I'm always digging in the dirt, brushing out horse hair, stacking bales of hay, and washing endless piles of dishes. So, if I'm not careful, my hands look really sad and ragged.

Which is a problem whenever I see a client and have to do a skin analysis. Who wants yucky-looking hands on their face?  I don't want them on my face, and they're my hands.

I'm really good about keeping them scrubbed clean (these little soap scrub cubes are a godsend for keeping hands soft and lovely). But my cuticles tend to be dry and raggedy. 

Lotions are OK for hands, but the cuticles need a more emollient treatment to keep them them soft and moisturized.  Here are three easy ideas to keep your cuticles looking nice:

1. Do a weekly olive oil soak.  
It helps to replenish the natural oils that are stripped from your nails by dish soap, shampoo, and hand sanitizer.

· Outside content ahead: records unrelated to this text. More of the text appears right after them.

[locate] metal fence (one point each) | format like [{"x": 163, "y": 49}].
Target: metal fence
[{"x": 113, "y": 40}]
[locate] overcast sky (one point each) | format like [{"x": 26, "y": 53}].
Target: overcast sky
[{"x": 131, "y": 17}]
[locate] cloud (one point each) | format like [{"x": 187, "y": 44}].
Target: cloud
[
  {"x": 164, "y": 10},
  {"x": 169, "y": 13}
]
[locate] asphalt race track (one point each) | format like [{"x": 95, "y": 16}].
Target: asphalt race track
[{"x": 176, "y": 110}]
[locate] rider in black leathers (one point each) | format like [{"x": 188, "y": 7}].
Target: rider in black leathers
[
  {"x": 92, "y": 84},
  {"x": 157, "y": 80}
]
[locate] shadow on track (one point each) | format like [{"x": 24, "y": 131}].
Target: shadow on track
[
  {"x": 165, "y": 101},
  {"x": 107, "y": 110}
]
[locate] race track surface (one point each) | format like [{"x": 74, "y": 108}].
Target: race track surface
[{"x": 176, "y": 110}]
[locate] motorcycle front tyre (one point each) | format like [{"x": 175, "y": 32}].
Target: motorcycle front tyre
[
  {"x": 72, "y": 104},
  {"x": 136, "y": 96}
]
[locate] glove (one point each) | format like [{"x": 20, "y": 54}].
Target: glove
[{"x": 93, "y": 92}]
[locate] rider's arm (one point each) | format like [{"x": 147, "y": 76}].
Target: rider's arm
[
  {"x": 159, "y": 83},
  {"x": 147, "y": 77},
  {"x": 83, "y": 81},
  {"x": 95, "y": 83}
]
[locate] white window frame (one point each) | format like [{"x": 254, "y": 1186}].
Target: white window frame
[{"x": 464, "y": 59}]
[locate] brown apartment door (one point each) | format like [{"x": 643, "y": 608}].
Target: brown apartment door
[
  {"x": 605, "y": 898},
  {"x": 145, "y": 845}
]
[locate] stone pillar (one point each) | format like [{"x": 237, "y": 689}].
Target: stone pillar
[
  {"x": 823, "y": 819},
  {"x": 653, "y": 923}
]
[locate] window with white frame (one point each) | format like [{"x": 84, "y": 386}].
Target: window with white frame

Not only will this make your cuticles soft and lovely, but it will help strengthen your nails and make them less brittle.

Just put a few tablespoons of olive oil into a small bowl (you can use the cheap stuff, it still works great), dip in your fingertips, and soak for for 5 to 10 minutes. Wipe the excess oil off of your nails with a soft cloth and massage in the rest. Don't wash off! This works super well right after a shower because your skin is still soft, or just before bed so the oil really has a long time to penetrate.
2.  Make a DIY cuticle cream.
For day-to-day treatment, I really like this DIY Lavender Coconut Cuticle Balm. It just takes a few minutes to make, lasts a long time, and smells amazing! Massage a small amount of this into your cuticles whenever you need. It will instantly make them softer and less ragged-looking. I like to keep a small container next to the sink, and use a bit after every hand washing.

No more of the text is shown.